- Directed by: Walter C. Mycroft
- Written by: Clifford Grey; Norman Lee;
- Based on: My Wife's Family by Fred Duprez (story by Harry B. Linton and Hal Stephens)
- Produced by: Walter C. Mycroft
- Starring: Charles Clapham; John Warwick; David Tomlinson; Patricia Roc;
- Cinematography: Walter J. Harvey
- Music by: Charles Williams
- Production company: Associated British Picture Corporation
- Distributed by: Pathé Pictures International (UK)
- Release date: July 1941;
- Running time: 82 minutes
- Country: United Kingdom
- Language: English

= My Wife's Family (1941 film) =

My Wife's Family is a 1941 British domestic comedy film directed by Walter C. Mycroft and starring Charles Clapham, John Warwick, David Tomlinson and Patricia Roc.
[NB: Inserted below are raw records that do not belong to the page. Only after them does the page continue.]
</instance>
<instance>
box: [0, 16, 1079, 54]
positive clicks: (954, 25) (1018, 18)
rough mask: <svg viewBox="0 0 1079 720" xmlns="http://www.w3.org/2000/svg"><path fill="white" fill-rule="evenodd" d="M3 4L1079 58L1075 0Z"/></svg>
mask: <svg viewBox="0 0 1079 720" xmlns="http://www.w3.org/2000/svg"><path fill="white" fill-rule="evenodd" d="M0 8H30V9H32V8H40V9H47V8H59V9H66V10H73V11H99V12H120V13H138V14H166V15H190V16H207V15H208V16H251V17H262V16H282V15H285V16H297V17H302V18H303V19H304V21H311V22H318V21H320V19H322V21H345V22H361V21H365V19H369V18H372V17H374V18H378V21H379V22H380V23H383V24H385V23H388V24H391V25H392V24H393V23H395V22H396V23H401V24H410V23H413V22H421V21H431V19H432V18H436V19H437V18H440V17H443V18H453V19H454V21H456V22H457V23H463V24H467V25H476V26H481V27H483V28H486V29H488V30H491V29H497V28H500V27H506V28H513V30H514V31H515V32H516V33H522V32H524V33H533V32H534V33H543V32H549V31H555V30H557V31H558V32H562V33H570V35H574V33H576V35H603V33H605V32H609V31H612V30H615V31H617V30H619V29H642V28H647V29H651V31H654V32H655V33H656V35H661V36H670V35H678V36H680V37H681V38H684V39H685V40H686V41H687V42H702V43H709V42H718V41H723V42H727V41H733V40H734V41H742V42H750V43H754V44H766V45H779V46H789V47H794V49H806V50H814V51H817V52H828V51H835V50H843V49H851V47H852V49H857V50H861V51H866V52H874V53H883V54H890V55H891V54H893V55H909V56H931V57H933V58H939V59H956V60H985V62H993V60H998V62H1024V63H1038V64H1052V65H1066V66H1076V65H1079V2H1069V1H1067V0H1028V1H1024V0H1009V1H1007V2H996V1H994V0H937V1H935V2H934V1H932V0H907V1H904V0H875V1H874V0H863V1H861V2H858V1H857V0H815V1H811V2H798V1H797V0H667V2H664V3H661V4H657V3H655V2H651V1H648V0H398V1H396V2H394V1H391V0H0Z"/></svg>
The film is notable as one of five film versions based on the popular stage farce of the same name by Fred Duprez. There was a previous British version in 1931; a Swedish version Mother-in-Law's Coming, in 1932; a 1933 Finnish film Voi meitä! Anoppi tulee; and a British remake in 1956.

== Plot ==
A farce concerning the attempts of a naval officer to avoid a visit from his wife's overbearing mother-in-law, and cope with a former girlfriend at the same time.

==Flipped Cast==
- Charles Clapham as Doc Knott
- John Warwick as Jack Gay
- Patricia Roc as Peggy
- Wylie Watson as Noah Bagshott
- Peggy Bryan as Sally the maid
- Chili Bouchier as Rosa Latour
- Margaret Scudamore as Mrs Bagshott
- Leslie Fuller as policeman
- Davina Craig as second maid
- Joan Greenwood as Irma
- David Tomlinson as Willie

== Critical reception ==
The Monthly Film Bulletin wrote: "This familiar story has a number of amusing situations though the jokes – some of them double-edged – are old. The direction is straightforward but unimaginative, and the photography and settings are satisfactory. Charles Clapham gives an amusing performance as Doc. Knott and is adequately supported by John Warwick and Patricia Roc as Jack and Peggy, and by Margaret Scudamore and Wylie Watson as Arabella and Noah Bagshott."

Kine Weekly wrote: "Old farces are like old soldiers in their immortality. My Wife's Family, one of the more successful, is no exception, and for sheer naughtiness this version has never been surpassed. The dialogue of the peppy, wisecracking knd is enlivened with topical war-time references."

TV Guide wrote, "every old joke you never wanted to hear repeated is packed into this dusty, but still mildly amusing comedy."